Quando Freud se refere às verdades banais, nos reportamos ao Capítulo II, onde ele nos ilustra varias formas de se obter a felicidade. Ora, existiria coisa mais banal do que a chamada felicidade? Na seqüência do Capítulo III, a sua premissa nos leva a crer que sim: “(...) A nossa investigação sobre a felicidade não nos ensinou quase nada, que já não pertença ao conhecimento comum”. No entanto, esta coisa chamada felicidade é o que o homem mais persegue e, para compreender este percurso da civilização humana, a grande questão não é propriamente o que o faz feliz, mas o que o homem faz, no sentido da ação, da atividade na cultura, para evitar o sofrimento.

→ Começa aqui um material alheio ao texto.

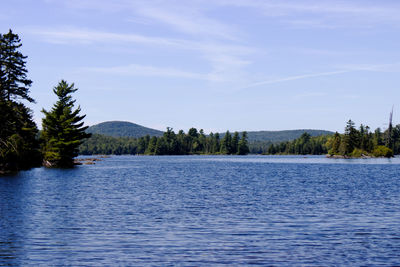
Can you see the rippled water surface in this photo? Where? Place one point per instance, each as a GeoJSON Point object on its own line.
{"type": "Point", "coordinates": [204, 210]}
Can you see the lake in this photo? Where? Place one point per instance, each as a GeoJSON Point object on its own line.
{"type": "Point", "coordinates": [204, 210]}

Quais seriam as fontes do sofrimento humano? Freud nos indicou três elementos:
- O poder superior da natureza;
- A fragilidade de nossos próprios corpos.
- A inadequação das regras que procuram ajustar os relacionamentos mútuos dos seres humanos na família, no Estado e na sociedade.

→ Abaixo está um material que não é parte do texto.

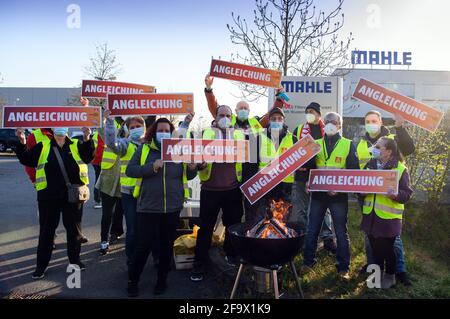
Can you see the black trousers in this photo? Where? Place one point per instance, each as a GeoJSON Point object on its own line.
{"type": "Point", "coordinates": [112, 217]}
{"type": "Point", "coordinates": [97, 170]}
{"type": "Point", "coordinates": [49, 216]}
{"type": "Point", "coordinates": [211, 202]}
{"type": "Point", "coordinates": [154, 229]}
{"type": "Point", "coordinates": [384, 253]}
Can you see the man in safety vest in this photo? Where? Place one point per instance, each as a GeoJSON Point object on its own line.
{"type": "Point", "coordinates": [219, 191]}
{"type": "Point", "coordinates": [336, 152]}
{"type": "Point", "coordinates": [374, 131]}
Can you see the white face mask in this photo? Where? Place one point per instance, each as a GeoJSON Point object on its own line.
{"type": "Point", "coordinates": [330, 129]}
{"type": "Point", "coordinates": [310, 118]}
{"type": "Point", "coordinates": [224, 122]}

Quanto aos dois primeiros elementos, não há como discordar: “Nunca dominaremos completamente a natureza, e o nosso organismo corporal, ele mesmo parte dessa natureza, permanecerá sempre como uma estrutura passageira, com limitada capacidade de adaptação e de realização”.
Mesmo que o homem domine toda tecnologia, ciência, arte e intelectualidade, o que permanece, transforma-se em processo da civilização – um processo sócio-histórico; seu corpo propriamente se desintegra; sua matéria é incorporada ao grande todo da natureza. Como em poesia de Augusto dos Anjos: “Eu filho do carbono e do amoníaco, digerido e carcomido pelos abomináveis vermes da morte que fazem parte da terra”. No entanto, nada disso paralisa o homem, pelo contrario, ele se serve de seus conhecimentos para aprimorar aquilo que lhe traga momentânea parcela de prazer e felicidade. O saber da morte e sentimento de sofrimento move a civilização, a impulsiona na criatividade das próteses da vida. A contemporaneidade nos prova isto de maneira muito clara, se pensarmos nos elixires, cremes, cirurgias estéticas e toda gama de ciência e tecnologia médica e estética a procura da longevidade. Afora as logosofias, espiritualismos, religiões e auto-ajuda para o homem melhor desfrutar aquilo que chama de vida. Desta forma, o movimento da vida procura, de todas as formas, evitar o movimento da morte. Aquilo que Freud, lá no texto das Pulsões e no texto Além do Princípio do prazer, já antecipava, uma luta constante de EROS e Thanatos.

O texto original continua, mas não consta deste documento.